The Chases began their work at Caracol in 1985. That was long before lidar was an option. Back then, textbooks described this site as a small settlement that had played a minor role in Maya history. Gradually, the Chases started turning up hints that Caracol was much bigger than those textbooks had suggested. They found roadways leading away from the center of the ruins. They found an inscription, carved into rock, that told of the city's history - and boasted of triumphs over powerful neighbors.

Year by year, the Chases and their team built a case that Caracol was once a powerful and important Maya capital.

"Hardly anybody believes it when they wander the countryside," says Arlen Chase. "We had been telling our colleagues for years" that Caracol was much bigger than it looks. "But we couldn't demonstrate it."

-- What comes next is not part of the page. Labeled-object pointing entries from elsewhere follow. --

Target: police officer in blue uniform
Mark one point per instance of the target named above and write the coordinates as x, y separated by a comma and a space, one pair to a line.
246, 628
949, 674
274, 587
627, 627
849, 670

The 2009 lidar project finally delivered the solid evidence that Caracol had been a sprawling metropolis. The Chases had initially estimated Caracol covered some 23 square kilometers (about 9 square miles). The lidar data suggested the city was far, far bigger - roughly 177 square kilometers (68.3 square miles). That is the size of Washington, D.C.

The researchers used lidar to map the terraced fields that fed the estimated 115,000 people who lived in Caracol. The maps also revealed roadways and reservoirs no one even knew had existed.

Ancient cities in the tropics

With lidar mapping, Caracol quickly morphed from a mid-size village to a major "city in the tropics," says Arlen Chase. And before long, researchers elsewhere trained lidar on a host of other sites in Central America.

A 2013 study in Honduras spotted ruins that some speculate may be part of a legendary lost city known as La Ciudad Blanca. That year brought a second lidar survey of Caracol. It mapped more than 1,000 square kilometers (386 square miles), including much of the area surrounding the city. That survey shows that Caracol was even larger than the Chases had thought. The original city probably spilled over into what is today Guatemala.

Lidar technology is simply "eye-opening," says John Weishampel. He's an ecologist at the University of Central Florida who often works with the Chases. If you want to map a site like Caracol from the ground, he notes, "you're talking decades." But survey it from the air using lidar, he says, and the same things can be mapped with "probably two weeks of flight time and three weeks of [computer] processing."

These Florida scientists are now analyzing the Caracol data for insights into the ancient Maya civilization. Arlen Chase says their latest map offers an even better sense of how the city fit within the larger Maya landscape. The Maya empire was one of the most advanced ancient civilizations in the Americas. At its peak about 1,400 years ago, its network of cities occupied parts or all of southern Mexico, Belize, El Salvador, Guatemala and Honduras.